I haven’t had a chance to try the Reach in RTK mode for navigation recently - in this case the Reach was plugged into serial 4/5 on the Pixhawk and was running in single mode at 10Hz, with auto switching enabled.
I have flown with just the Reach as primary gps, in RTK mode, and seen it switch between fix, float and single solutions without any apparent issues - the new nav dynamics option seems to help, but as it only works at 5Hz for the purposes of mapping if you just need the logs it seems preferable to use the Reach in single mode at a higher rate.
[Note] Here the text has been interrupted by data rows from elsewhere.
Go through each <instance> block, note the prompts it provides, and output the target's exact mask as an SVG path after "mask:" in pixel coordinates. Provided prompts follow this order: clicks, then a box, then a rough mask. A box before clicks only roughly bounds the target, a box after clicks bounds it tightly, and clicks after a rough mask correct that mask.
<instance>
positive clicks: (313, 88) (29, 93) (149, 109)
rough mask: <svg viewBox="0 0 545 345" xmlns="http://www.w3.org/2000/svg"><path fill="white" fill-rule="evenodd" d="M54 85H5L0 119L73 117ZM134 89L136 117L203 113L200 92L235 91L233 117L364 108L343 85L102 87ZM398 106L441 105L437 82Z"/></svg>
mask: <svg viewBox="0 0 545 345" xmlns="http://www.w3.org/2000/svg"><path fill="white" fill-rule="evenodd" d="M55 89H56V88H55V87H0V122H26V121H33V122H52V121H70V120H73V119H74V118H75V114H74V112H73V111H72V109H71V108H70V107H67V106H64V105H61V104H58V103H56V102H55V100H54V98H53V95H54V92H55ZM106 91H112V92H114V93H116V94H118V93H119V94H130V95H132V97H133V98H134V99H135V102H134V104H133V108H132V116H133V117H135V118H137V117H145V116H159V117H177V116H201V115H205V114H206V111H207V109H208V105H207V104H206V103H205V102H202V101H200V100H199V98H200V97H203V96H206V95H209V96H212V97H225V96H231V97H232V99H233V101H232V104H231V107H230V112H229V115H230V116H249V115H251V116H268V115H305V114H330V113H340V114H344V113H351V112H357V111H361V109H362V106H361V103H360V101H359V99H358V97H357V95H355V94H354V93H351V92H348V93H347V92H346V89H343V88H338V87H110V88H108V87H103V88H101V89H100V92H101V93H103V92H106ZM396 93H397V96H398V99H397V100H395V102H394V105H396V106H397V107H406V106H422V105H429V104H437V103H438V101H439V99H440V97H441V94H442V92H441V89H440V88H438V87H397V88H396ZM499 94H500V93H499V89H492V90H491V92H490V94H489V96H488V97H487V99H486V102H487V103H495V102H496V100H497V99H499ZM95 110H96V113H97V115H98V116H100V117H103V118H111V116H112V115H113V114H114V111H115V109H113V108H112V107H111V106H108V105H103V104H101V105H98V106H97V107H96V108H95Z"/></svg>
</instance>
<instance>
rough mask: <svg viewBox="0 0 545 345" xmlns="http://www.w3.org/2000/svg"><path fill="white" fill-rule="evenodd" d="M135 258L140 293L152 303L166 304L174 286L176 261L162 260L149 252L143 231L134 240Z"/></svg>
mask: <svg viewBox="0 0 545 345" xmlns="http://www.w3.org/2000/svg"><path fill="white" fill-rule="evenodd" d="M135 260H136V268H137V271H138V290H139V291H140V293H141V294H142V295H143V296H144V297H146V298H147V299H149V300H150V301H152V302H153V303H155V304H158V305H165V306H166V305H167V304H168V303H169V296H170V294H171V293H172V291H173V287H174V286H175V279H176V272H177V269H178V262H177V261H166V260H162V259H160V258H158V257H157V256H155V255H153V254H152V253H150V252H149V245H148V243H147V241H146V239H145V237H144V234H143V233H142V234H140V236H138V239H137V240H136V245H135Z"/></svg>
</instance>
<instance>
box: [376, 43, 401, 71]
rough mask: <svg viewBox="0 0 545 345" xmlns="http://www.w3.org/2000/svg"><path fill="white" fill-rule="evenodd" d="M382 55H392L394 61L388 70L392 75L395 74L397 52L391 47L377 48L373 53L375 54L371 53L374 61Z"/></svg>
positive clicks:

I still haven’t looked into the apm logs enough to work out how to tell which gps is actually being used for navigation at any given moment (hence flying with just the Reach, to ensure the primary was not being used). I’m sure the info is there. I feel that some of the problems I was seeing earlier were perhaps more caused by the ground plane (above and in front of the M8N antenna) - perhaps someone more knowledgeable on GPS could comment, but a short mulitipath error from reflections from the plane would seem to be harder for the system to filter out.
What might be good I think, would be a system with two GPS units sharing the same antenna. Don’t know how APM handles dual GPS, but the system could surely fuse the GPS results, which should be very similar if the GPS systems are the same. That seems like it might help with GPS switching if you are relying on RTK precision. Though separate antennas mean GPS compass is an option so perhaps not.